3. Which medium do you prefer for interviews — print, radio, or television? Justify your preference with reference to the features of each medium.L5 Evaluate
Print: most analytical — allows complex arguments, can be edited for clarity, read at one's own pace; lacks spontaneity. Radio: captures voice, tone, pause — reveals personality through sound; listener must imagine the speaker. Television: most complete — visual cues (body language, expression) add a layer of meaning; but risk of performance over substance. The best interviews, regardless of medium, reveal something the subject did not intend to reveal.
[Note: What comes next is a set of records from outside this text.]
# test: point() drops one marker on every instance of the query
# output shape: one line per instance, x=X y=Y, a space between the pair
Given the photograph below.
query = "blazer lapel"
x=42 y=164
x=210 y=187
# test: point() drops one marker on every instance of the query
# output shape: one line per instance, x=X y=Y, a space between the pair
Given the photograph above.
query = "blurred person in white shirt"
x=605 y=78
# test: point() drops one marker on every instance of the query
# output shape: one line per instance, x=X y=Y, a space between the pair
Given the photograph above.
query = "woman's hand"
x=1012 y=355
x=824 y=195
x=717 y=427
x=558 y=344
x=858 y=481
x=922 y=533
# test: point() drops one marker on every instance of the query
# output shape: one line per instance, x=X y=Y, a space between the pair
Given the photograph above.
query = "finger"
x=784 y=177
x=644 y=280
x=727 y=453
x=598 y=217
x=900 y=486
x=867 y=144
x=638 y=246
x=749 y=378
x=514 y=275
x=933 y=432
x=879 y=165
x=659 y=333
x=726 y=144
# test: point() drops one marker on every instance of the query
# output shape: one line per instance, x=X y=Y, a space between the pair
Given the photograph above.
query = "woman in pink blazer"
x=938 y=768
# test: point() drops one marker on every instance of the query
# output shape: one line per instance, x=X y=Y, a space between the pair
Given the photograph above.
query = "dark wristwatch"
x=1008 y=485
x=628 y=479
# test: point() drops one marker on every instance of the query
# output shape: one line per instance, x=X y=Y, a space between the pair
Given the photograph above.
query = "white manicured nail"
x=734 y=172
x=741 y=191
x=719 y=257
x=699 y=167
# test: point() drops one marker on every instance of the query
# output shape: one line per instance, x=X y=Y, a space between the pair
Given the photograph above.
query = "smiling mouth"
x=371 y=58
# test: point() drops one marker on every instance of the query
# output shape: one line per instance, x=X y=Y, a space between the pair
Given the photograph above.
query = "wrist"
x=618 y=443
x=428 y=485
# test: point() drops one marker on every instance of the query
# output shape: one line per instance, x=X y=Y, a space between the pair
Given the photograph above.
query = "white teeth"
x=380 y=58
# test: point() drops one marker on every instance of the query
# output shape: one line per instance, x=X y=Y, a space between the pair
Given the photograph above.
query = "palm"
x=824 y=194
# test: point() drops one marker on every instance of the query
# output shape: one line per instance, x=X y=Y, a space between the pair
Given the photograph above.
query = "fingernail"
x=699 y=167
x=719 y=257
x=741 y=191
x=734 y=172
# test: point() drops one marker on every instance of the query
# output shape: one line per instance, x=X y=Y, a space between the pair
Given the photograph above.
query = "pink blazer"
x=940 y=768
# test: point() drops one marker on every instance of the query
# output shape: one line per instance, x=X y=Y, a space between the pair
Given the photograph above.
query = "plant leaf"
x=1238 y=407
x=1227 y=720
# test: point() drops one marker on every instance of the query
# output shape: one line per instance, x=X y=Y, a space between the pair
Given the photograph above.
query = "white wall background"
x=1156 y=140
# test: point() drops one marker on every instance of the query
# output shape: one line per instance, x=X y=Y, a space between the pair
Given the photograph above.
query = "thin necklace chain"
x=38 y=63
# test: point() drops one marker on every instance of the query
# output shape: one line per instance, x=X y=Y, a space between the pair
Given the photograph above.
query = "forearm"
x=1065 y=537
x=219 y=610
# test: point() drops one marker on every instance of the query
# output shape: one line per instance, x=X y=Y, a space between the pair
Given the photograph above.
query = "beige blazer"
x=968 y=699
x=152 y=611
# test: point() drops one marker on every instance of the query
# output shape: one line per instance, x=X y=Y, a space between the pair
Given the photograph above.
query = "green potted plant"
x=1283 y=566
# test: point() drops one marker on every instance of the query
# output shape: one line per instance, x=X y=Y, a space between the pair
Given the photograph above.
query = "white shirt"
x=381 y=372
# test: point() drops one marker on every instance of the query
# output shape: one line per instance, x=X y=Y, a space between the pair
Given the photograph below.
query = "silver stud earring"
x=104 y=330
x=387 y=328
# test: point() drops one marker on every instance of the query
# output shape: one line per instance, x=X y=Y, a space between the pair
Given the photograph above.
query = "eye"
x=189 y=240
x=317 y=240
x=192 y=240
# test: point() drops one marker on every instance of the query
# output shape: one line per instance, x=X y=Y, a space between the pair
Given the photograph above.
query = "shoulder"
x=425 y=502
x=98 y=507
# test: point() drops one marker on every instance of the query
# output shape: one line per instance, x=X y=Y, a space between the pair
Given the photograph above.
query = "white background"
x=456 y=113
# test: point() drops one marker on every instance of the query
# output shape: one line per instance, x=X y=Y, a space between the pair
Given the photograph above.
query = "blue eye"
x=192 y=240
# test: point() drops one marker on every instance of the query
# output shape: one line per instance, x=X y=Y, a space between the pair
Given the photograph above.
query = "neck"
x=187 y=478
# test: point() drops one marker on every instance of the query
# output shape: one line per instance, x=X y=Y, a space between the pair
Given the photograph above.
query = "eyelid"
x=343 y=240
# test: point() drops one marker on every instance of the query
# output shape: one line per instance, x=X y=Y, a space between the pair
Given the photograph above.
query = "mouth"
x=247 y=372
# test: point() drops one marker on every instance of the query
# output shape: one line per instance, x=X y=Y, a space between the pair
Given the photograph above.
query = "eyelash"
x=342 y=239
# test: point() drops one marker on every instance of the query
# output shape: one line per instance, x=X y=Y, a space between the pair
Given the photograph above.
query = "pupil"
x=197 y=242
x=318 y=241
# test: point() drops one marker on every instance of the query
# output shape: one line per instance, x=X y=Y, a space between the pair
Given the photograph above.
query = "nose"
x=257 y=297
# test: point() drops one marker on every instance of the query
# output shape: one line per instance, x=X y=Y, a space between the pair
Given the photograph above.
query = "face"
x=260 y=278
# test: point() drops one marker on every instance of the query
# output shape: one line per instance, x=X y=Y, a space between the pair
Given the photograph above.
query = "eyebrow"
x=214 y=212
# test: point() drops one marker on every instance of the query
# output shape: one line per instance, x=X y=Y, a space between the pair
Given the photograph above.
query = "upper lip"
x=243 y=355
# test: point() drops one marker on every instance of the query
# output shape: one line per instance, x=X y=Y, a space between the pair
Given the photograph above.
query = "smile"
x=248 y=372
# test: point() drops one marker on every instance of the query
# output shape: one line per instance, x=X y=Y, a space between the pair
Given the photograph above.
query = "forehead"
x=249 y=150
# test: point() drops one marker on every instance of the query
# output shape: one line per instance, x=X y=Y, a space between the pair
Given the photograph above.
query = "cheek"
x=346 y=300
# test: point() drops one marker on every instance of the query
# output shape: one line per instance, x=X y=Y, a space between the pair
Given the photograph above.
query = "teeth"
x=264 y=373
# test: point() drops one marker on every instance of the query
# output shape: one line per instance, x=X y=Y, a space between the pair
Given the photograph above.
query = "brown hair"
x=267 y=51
Students may argue that different celebrities suit different media — a reclusive writer might do better in print, a charismatic politician on television.

Frequently Asked Questions

What is The Interview – 2 Exercises about in NCERT English?

The Interview – 2 Exercises is a lesson from the NCERT English textbook that covers important literary and language concepts. The lesson includes vocabulary, literary devices, comprehension exercises, and writing tasks aligned to the CBSE curriculum.

What vocabulary is important in The Interview – 2 Exercises?

Key vocabulary words from The Interview – 2 Exercises are highlighted throughout with contextual meanings, usage examples, and interesting facts. Click any highlighted word to see its full definition and example sentence.

What literary devices are used in The Interview – 2 Exercises?

The Interview – 2 Exercises uses various literary devices including imagery, symbolism, and figurative language. These are identified with coloured tags throughout the text for easy recognition and understanding by students.

What exercises are included for The Interview – 2 Exercises?

Exercises include extract-based comprehension questions in CBSE board exam format, grammar workshops connected to the passage, vocabulary activities, and creative writing tasks with model answers provided.

How does The Interview – 2 Exercises help in board exam preparation?

The Interview – 2 Exercises includes CBSE-format extract-based questions, long answer practice with model responses, and grammar exercises that mirror board exam patterns. All questions follow Bloom's Taxonomy levels L1-L6.